Ritterbusch v. Sexmith, 256 Wis. 507, 41 N.W.2d 611, 16 A.L.R. 2d 873; Coderre v. Travelers, 48 R.I. 152, 136 A. 305, 54 A.L.R. 512; Bayard v. Traders & General Ins. Co., D.C., 99 F. Supp. 343; Bish v. Employers Liability Assur. Corp., D.C., 102 F. Supp. 343; Riding v. Travelers Ins. Co., 48 R.I. 433; 138 A. 186; Martin v. Zurich, 1 Cir., 84 F.2d 6; Wheat v. White, D.C., 38 F. Supp. 796
As appellee states it:
"It is true that under Erie R. Co. v. Tompkins, 304 U.S. 64, 58 S. Ct. 817, 82 L. Ed. 1188 * * * , this court is bound to follow the decisions of the courts of last resort of the state in cases wherein jurisdiction is based on diversity of citizenship. However, even in diversity cases, where a defense is made based on the Constitution of the United States, this court cannot follow courts of last resort of the state but must be guided by the decisions of the Supreme and appellate courts of the United States.' Belanger v. Great Am. Indmn. Co., D.C., 89 F. Supp. 736, at p. 738.'
'The Rules of Decision Act provides as follows:
"The laws of the several states, except where constitution or treaties of the United States or Acts of Congress otherwise require or provide, shall be regarded as rules of decision in civil actions in the Courts of the United States, in cases where they apply.' 28 U.S.C.A. § 1652.'
'The Act itself plainly states that federal courts are not to be bound by the decisions of a state court where the constitutionality of a state statute is involved.'
'In Irving Trust Co. v.

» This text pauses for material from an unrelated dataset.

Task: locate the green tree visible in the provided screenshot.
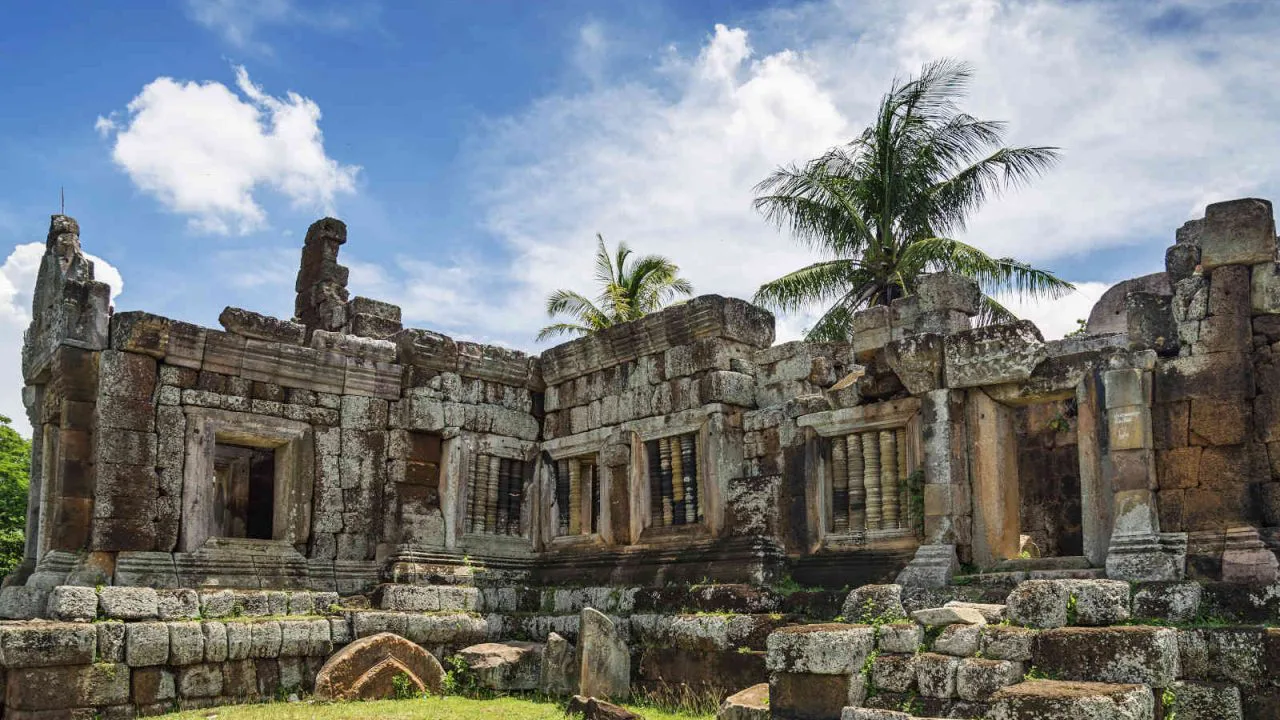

Day, 314 U.S. 556, 62 S. Ct. 398, 86 L. Ed. 452, * * * the court said:
"When this Court is asked to invalidate a state statute upon the ground that it impairs the obligation of a contract, the existence of the contract and the nature and extent of its obligation become federal questions for the purposes of determining whether they are within the scope and meaning of the Federal Constitution, and for such purposes finality cannot be accorded to the views of a state court."